A Monster Calls (2016)

JA Bayona’s magical fantasy A Monster Calls tugs at adult heartstrings.

Yew and Me

by Alexa Dalby

A Monster Calls
[rating=4]

CAUTION: Here be spoilers

A Monster Calls is a magical, heartbreaking adaptation of the young adult novel of the same title by Patrick Ness. An emotionally affecting dark fantasy, it’s like a Disney noir primer for dealing with the complex emotions of grief.

Twelve-year-old Connor (an astonishingly mature performance from Edinburgh-born Lewis MacDougall in his second film after Pan and will be seen next in Shana Feste’s Boundaries) wakes at 12.06 every night with the same nightmare – the church and graveyard he overlooks from his bedroom window are crumbling, the earth is cracking and he is holding onto the hand of an unseen person to save them from falling into the abyss. He’s being bullied at school and his beloved mother (Felicity Jones, The Theory of Everything, in a perfect, sensitive performance) is obviously weak from an illness that is yet to be explained. His father (Toby Kebbell, Black Mirror) is absent and he and his controlling grandmother (Sigourney Weaver with a wobbly English accent) have a hostile relationship.

One night, the yew tree by the church uproots itself and becomes a walking monster bigger than Conor’s house. Its apparition has been prefigured by the vintage black and white King Kong movie that Lizzie plays on the old projector she finds. It says it has come for him and takes him in its tendrilly hand as King Kong scoops up Fay Wray. The monster is voiced by a gravelly Liam Neeson. At first it’s terrifying but it becomes kindly as we find out its motive is to help Conor. The terrifying monster, whose woody skeleton has an internal fiery glow, says it will tell Conor three stories, then Conor will have to tell the fourth, and it must be the truth about his nightmare.
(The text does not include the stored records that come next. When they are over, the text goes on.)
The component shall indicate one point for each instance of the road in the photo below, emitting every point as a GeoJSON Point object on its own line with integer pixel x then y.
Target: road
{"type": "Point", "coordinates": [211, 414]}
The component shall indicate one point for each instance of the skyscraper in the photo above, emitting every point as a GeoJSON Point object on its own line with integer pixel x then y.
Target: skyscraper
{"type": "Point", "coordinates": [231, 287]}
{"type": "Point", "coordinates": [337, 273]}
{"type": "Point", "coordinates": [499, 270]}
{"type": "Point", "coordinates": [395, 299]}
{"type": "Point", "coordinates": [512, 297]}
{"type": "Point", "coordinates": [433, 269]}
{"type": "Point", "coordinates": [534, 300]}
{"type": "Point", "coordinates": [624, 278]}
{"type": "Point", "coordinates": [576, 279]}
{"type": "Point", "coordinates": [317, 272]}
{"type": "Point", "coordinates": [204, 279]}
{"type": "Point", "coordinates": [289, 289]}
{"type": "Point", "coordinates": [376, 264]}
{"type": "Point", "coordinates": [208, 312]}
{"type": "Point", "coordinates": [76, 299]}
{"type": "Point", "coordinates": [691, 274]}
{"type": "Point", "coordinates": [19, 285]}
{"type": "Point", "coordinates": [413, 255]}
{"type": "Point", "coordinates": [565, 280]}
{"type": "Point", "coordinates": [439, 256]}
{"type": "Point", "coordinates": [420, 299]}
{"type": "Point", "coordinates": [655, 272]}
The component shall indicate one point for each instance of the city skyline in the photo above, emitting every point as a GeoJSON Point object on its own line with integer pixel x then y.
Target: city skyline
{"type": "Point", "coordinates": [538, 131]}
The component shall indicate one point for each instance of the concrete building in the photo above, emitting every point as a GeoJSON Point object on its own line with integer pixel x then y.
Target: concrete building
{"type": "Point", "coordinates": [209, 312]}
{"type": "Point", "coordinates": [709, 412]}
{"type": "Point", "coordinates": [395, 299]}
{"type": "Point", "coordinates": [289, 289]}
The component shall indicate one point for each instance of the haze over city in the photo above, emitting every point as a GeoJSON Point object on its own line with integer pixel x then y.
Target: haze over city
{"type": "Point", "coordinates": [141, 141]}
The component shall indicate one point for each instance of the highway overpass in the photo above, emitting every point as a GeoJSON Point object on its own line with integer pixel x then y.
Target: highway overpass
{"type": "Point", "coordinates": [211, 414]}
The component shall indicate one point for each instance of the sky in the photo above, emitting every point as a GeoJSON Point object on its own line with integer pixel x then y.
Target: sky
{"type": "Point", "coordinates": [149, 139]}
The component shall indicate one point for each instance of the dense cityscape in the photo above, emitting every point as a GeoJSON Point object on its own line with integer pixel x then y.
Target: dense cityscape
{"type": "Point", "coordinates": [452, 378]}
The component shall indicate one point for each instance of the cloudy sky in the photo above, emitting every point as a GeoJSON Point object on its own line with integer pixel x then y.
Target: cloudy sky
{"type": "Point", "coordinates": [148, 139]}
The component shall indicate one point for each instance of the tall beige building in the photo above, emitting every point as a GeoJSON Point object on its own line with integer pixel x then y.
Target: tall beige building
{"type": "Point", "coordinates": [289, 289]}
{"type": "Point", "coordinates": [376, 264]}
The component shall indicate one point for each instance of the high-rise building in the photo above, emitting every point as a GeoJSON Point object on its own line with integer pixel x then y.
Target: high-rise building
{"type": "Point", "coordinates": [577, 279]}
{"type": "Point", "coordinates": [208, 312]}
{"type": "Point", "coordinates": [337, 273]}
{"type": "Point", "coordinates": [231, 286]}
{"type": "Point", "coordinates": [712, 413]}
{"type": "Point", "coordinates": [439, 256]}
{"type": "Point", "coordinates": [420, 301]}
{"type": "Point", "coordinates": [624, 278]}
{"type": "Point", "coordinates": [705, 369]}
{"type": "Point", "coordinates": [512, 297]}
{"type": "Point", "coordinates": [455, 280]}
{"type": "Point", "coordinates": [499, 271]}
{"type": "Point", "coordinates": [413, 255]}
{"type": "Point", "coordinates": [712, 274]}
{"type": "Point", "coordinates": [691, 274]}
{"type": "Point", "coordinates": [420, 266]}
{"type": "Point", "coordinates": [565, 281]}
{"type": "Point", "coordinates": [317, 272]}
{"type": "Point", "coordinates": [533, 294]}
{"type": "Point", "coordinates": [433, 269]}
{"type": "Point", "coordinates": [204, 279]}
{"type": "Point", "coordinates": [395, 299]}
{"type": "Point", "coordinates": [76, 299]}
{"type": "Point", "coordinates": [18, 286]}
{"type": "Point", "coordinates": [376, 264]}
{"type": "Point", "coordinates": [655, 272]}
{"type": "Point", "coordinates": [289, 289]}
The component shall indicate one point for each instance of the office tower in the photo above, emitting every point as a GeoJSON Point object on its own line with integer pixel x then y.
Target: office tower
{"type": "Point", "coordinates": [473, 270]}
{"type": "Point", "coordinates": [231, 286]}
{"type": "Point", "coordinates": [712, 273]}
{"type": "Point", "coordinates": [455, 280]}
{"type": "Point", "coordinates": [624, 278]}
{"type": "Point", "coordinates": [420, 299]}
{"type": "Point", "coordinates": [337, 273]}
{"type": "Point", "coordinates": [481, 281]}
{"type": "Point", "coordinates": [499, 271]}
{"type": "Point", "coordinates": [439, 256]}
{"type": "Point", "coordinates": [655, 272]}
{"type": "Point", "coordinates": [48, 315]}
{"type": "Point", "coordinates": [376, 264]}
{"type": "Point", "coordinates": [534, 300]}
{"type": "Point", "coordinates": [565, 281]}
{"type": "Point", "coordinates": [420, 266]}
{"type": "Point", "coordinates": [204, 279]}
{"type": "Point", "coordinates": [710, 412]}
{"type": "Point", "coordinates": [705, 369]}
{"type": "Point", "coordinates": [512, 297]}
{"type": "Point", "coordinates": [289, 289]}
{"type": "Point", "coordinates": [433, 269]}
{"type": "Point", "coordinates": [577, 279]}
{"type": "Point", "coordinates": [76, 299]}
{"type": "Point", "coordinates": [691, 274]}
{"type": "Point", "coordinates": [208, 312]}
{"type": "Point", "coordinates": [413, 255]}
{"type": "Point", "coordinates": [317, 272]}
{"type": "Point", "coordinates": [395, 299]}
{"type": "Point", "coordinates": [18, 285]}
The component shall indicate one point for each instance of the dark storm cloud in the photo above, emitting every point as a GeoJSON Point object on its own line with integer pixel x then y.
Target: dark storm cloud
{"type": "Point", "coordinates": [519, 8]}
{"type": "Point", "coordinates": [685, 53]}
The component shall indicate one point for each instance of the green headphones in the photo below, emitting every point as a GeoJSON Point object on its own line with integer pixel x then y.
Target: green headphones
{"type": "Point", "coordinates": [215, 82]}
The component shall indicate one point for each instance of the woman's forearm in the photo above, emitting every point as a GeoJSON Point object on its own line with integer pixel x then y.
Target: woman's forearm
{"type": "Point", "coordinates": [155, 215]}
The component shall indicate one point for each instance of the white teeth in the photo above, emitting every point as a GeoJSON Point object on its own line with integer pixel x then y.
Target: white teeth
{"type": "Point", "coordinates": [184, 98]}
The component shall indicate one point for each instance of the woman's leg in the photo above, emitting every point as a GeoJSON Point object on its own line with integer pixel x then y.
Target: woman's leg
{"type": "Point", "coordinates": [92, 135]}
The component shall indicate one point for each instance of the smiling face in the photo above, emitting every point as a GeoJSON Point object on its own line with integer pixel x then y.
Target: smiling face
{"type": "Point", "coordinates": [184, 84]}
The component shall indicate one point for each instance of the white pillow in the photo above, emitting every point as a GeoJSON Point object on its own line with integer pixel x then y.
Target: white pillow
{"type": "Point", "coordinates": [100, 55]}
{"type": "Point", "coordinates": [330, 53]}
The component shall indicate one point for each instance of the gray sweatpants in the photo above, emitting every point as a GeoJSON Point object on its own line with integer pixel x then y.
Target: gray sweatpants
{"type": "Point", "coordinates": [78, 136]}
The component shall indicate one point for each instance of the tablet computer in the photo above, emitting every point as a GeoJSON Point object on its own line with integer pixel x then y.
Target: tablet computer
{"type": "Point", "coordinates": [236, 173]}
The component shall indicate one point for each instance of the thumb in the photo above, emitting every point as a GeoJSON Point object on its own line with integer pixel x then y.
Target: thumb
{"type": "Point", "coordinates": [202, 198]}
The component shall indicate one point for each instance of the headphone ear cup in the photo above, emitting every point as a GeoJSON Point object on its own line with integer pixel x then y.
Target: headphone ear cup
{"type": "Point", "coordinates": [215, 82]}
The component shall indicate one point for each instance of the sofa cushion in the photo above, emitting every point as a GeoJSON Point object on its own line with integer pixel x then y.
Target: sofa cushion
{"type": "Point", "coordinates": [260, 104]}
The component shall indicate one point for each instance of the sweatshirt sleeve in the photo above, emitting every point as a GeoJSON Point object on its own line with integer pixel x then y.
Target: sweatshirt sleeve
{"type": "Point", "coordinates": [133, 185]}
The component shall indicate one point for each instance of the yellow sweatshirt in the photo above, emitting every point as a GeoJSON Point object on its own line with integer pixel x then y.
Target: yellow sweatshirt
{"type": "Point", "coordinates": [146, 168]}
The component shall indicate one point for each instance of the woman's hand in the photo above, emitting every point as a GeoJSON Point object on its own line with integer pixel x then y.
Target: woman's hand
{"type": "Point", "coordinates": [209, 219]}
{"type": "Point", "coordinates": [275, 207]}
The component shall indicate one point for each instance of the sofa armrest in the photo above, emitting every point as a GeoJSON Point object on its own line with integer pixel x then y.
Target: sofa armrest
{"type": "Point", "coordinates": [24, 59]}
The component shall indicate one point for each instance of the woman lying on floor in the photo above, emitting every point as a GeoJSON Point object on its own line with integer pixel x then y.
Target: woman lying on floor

The first two are illustrated by beautifully drawn watercolour animations. They seem like fairy stories – a king, queen, prince, an apothecary, a healing yew tree – but they have a moral that’s intended to help Conor understand the complexity of being human and how that relates to the situation he’s in. He’s trying to deal with the fact that he’s about to lose the most important person in his world. As the film develops, it becomes clearer that his mother is dying with terminal cancer and, despite her brave attempts to reassure him, her treatments aren’t working. His father returns briefly from America, where he is living now with his new family, Conor smashes up his grandmother’s house and he hospitalises his bully. The monster that he summons up every night is the only person he can talk to. Through the power of story, it enables Conor to be brave enough to confront the painful truth that his mother is dying.

Spanish director JA Bayona (The Orphanage, The Impossible) seamlessly weaves fantasy and reality, using the same Spanish creative team as Pan’s Labyrinth and it has a Guillermo Del Toro feel. His use of silence at times is as atmospheric as sound. He is set to direct the next instalment of the Jurassic Park franchise. The award-winning book’s author Patrick Ness wrote the successful screenplay himself. There’s a particularly well-written and well-acted scene between Mum and Conor in her hospital room. The novel’s original idea came from children’s author Siobhan Dowd. It’s a wonderful and spectacular film, shot from a child’s point of view, though it is maybe too dark for children.

A Monster Calls premiered at the 60th BFI London Film Festival and is released on 1 January 2017 in the UK.